Though Sheila Jordan’s reputation has never flagged—at 92, she’s long been venerated as a singer’s singer—the general consensus is that her best record is her first, the rare Blue Note vocal album Portrait of Sheila (1963). That stunning debut whets the appetite for Comes Love, a recently unearthed collection of 11 standards recorded in a New York studio more than two years before Portrait. (Jordan has no recollection of the occasion, or even those who accompanied her that June day in 1960, although she was playing Greenwich Village with the likes of Steve Swallow and Herbie Nichols at the time.)
The unfairness of comparing Comes Love to her classic debut is made plain by the lone song they have in common, “When the World Was Young.” The version on Portrait benefits from Barry Galbraith’s exquisite guitar and the depth of Jordan’s fragile restraint, both enhanced by the superior sound at Rudy Van Gelder’s studio. The rendition on Comes Love is more straightforward in pace and delivery and thus less distinctive.
So, dimmer magic, yes, but still unmistakably Sheila Jordan. It’s frankly a thrill to hear her finding her way, and the peaks she reaches here display her precocious sass and self-confidence. The title song finds her chopping and conjoining phrases like a poet organizes stanzas, by turns sardonic, smitten, and simply reveling in the groove. The lone scatted tune is “It Don’t Mean a Thing (If It Ain’t Got That Swing),” dispatched in 98 giddy seconds. The closing “They Can’t Take That Away from Me” playfully messes with tempo and lands better than the sloppy, less-inspired burner “I’ll Take Romance.”
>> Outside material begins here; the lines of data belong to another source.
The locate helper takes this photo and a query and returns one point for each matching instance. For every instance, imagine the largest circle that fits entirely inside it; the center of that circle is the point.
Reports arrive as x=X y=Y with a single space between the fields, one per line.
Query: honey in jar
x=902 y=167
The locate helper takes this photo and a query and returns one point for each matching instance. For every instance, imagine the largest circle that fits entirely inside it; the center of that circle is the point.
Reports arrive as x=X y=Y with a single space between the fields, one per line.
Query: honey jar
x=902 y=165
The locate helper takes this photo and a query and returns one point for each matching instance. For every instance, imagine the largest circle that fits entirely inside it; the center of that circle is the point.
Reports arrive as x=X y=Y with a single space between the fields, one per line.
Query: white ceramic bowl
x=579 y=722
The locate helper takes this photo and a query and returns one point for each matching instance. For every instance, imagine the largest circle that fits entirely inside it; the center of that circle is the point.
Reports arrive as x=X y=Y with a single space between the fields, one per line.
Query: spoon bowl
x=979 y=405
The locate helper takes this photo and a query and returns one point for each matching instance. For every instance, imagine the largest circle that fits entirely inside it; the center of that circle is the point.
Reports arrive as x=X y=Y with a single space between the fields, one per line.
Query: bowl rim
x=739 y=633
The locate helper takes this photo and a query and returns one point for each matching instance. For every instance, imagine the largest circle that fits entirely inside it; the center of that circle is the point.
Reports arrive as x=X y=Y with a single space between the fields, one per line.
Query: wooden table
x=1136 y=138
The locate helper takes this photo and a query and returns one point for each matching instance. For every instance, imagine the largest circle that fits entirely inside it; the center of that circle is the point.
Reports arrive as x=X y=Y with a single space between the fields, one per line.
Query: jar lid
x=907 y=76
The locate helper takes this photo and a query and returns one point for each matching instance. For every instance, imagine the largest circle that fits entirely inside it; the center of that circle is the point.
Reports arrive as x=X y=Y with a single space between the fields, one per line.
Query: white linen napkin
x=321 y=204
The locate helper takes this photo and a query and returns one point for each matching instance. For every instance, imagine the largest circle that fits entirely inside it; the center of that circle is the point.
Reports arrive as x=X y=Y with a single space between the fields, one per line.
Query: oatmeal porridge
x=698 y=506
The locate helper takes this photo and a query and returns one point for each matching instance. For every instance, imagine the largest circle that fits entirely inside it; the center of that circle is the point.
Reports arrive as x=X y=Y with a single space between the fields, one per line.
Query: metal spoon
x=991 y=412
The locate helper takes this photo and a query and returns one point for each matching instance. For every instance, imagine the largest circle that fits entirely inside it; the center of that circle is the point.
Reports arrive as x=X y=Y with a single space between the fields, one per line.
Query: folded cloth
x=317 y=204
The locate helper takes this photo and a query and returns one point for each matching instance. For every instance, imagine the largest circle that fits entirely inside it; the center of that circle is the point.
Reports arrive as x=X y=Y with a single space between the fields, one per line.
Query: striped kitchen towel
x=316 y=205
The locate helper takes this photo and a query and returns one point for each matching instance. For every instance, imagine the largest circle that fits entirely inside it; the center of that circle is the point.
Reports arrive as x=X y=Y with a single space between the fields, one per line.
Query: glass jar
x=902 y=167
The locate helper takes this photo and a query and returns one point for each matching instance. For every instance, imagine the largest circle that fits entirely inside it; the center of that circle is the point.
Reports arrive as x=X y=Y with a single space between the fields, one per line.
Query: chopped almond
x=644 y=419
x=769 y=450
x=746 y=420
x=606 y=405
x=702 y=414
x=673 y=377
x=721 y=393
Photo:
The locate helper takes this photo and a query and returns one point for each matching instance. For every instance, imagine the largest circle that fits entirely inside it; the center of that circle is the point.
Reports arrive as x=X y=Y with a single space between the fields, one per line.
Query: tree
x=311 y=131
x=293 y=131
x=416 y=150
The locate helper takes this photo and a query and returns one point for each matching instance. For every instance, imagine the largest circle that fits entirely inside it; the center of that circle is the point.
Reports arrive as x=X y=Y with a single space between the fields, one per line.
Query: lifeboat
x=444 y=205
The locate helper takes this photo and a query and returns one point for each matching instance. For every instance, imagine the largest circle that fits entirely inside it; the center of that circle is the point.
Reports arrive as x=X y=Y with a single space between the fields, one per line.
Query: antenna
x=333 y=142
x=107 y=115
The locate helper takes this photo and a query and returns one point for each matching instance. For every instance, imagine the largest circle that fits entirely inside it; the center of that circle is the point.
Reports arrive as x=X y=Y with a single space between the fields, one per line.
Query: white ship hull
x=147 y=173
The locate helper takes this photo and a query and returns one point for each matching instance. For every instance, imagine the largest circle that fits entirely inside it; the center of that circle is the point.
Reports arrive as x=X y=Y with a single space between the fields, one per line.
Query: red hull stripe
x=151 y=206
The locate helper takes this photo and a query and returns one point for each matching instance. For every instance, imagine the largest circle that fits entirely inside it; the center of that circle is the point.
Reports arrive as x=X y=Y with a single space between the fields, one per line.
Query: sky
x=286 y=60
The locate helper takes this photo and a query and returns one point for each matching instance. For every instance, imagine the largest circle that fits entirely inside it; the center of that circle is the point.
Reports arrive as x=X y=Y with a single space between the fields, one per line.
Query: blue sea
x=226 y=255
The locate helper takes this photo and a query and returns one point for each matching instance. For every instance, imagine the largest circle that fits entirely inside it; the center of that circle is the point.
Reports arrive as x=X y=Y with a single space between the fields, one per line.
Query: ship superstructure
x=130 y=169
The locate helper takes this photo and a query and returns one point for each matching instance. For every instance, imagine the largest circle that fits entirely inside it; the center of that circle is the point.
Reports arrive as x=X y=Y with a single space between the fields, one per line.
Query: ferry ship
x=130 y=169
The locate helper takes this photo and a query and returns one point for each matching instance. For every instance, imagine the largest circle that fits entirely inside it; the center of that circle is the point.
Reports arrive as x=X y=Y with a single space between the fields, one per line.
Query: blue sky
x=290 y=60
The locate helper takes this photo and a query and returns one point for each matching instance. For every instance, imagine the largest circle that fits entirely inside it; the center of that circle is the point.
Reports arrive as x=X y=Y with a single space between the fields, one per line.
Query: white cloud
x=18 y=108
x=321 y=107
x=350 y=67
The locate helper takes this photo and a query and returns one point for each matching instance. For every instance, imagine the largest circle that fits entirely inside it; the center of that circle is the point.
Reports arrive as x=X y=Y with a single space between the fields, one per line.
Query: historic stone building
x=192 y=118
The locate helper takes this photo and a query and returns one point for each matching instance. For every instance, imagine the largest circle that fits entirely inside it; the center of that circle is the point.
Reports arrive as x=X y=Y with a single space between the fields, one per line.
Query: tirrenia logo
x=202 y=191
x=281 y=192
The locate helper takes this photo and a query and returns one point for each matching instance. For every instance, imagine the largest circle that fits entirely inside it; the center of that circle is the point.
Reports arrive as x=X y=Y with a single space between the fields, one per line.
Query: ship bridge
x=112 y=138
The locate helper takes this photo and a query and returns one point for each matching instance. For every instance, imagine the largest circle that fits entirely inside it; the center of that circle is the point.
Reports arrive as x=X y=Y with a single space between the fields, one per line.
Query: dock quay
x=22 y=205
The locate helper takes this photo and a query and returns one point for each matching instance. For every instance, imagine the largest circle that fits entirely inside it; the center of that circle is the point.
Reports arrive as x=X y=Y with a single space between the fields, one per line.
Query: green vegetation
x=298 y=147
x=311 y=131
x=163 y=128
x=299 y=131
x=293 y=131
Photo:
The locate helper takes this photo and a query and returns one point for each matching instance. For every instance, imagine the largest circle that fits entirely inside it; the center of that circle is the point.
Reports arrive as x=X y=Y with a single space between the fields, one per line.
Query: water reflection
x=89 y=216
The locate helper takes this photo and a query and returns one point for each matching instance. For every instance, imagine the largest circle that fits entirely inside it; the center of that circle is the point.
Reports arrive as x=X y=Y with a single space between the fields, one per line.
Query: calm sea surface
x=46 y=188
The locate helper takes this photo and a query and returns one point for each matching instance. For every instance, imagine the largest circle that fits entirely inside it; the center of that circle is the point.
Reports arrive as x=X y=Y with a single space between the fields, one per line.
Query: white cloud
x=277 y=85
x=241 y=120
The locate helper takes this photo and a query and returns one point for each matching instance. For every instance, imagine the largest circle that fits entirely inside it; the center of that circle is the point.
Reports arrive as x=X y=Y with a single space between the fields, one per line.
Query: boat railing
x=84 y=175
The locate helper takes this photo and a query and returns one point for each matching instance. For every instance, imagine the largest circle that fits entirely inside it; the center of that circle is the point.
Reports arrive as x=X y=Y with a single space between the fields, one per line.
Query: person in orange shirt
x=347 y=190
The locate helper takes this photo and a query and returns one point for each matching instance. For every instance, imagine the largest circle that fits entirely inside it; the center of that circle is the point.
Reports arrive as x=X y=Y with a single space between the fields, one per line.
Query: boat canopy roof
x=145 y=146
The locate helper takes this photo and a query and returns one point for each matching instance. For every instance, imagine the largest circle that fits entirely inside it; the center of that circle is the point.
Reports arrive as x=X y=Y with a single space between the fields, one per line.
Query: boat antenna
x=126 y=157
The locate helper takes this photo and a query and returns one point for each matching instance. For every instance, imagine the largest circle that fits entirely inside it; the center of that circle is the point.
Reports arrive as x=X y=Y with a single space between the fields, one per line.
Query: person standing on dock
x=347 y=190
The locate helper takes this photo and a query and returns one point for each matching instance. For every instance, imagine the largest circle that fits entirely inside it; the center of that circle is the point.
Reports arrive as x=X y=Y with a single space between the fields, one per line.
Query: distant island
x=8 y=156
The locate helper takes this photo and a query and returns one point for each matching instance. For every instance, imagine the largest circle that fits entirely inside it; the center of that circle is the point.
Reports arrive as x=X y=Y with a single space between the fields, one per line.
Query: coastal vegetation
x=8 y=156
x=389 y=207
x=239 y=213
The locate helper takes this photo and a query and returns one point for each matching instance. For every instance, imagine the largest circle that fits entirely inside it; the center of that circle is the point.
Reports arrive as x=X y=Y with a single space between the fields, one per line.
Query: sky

As for the slower material, one wistfully wants the Sheila Jordan of 30 years down the road purveying “I’m the Girl” or “Ballad of the Sad Young Men,” but her trademark controlled, drawn-out vibrato still bewitches. The transition from meandering to swing on “Sleeping Bee” (long one of her favorites) is superbly executed, and the final two ballads, “These Foolish Things” and “Glad to Be Unhappy,” are imbued with a wisdom well beyond the typical perspective of a 31-year-old. Bottom line: Comes Love is not a curio meant for completists only. It’s the revelation of Sheila Jordan in self-discovery mode.